What’s more fascinating to McGregor, though, is what keeps these traditionally seasonal creatures on the reef. “Manta rays are a predator of plankton or larvae, so they play a critical role in regulating populations lower down the food chain,” he explains. “In less prolific ecosystems, it’s often important that manta rays travel seasonally to other food sources, in order to ensure sufficient food is available. But in a prolific and healthy ecosystem such as Ningaloo, there’s little need for all of them to migrate away.
Ningaloo’s excellent condition is also evident from the appearance of special locations visited regularly by manta rays around the reef, McGregor adds. “We call these points ‘cleaning stations’, where little fish congregate and manta rays visit,” he says. “The little fish eat all the parasites and bugs that can make the manta rays sick — it’s a wonderful example of animals getting mutual benefit from each other, and a lovely demonstration of how healthy the reef is.”
Swimming with giants
In addition to gracing the reef 12 months a year, Ningaloo’s manta rays differ from those in other locations in that they inhabit the ocean’s shallows, as well as the deeper waters more typical of mantas.
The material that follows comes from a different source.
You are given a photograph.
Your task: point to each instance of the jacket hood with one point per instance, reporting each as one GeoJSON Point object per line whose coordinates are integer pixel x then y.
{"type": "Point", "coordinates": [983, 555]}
For travellers, this means easier access to the beautiful creatures: simply climb aboard Utopia – McGregor’s reef-friendly vessel – and set off into the aqua waters of Coral Bay, no scuba licence required. After a gentle snorkel across some of Ningaloo’s vibrant coral gardens, the boat will steer north to deeper environs (still no more than six metres), to predetermined coordinates given by the pilots of search planes overhead. As well as manta rays, you may see dugongs and dolphins, before jumping in for a swim with the graceful giants.
“We want to show people two very different habitats within the reef and just how diverse it is in what is quite a small space,” explains McGregor. “We want to show what makes the Ningaloo Coast a UNESCO site.”
Guests can also expect to cruise through the reef’s shallow sand flats where turtles and tiger sharks are also regularly spotted.
Despite the fact that this is a tourism experience, McGregor is quick to point out that the highest priority remains the wellbeing of the rays, and the reef. “One of the great things about Ningaloo is that in WA we have strict environmental and operational restrictions,” he says. “Every visitor can expect a really high-quality wildlife experience as a result.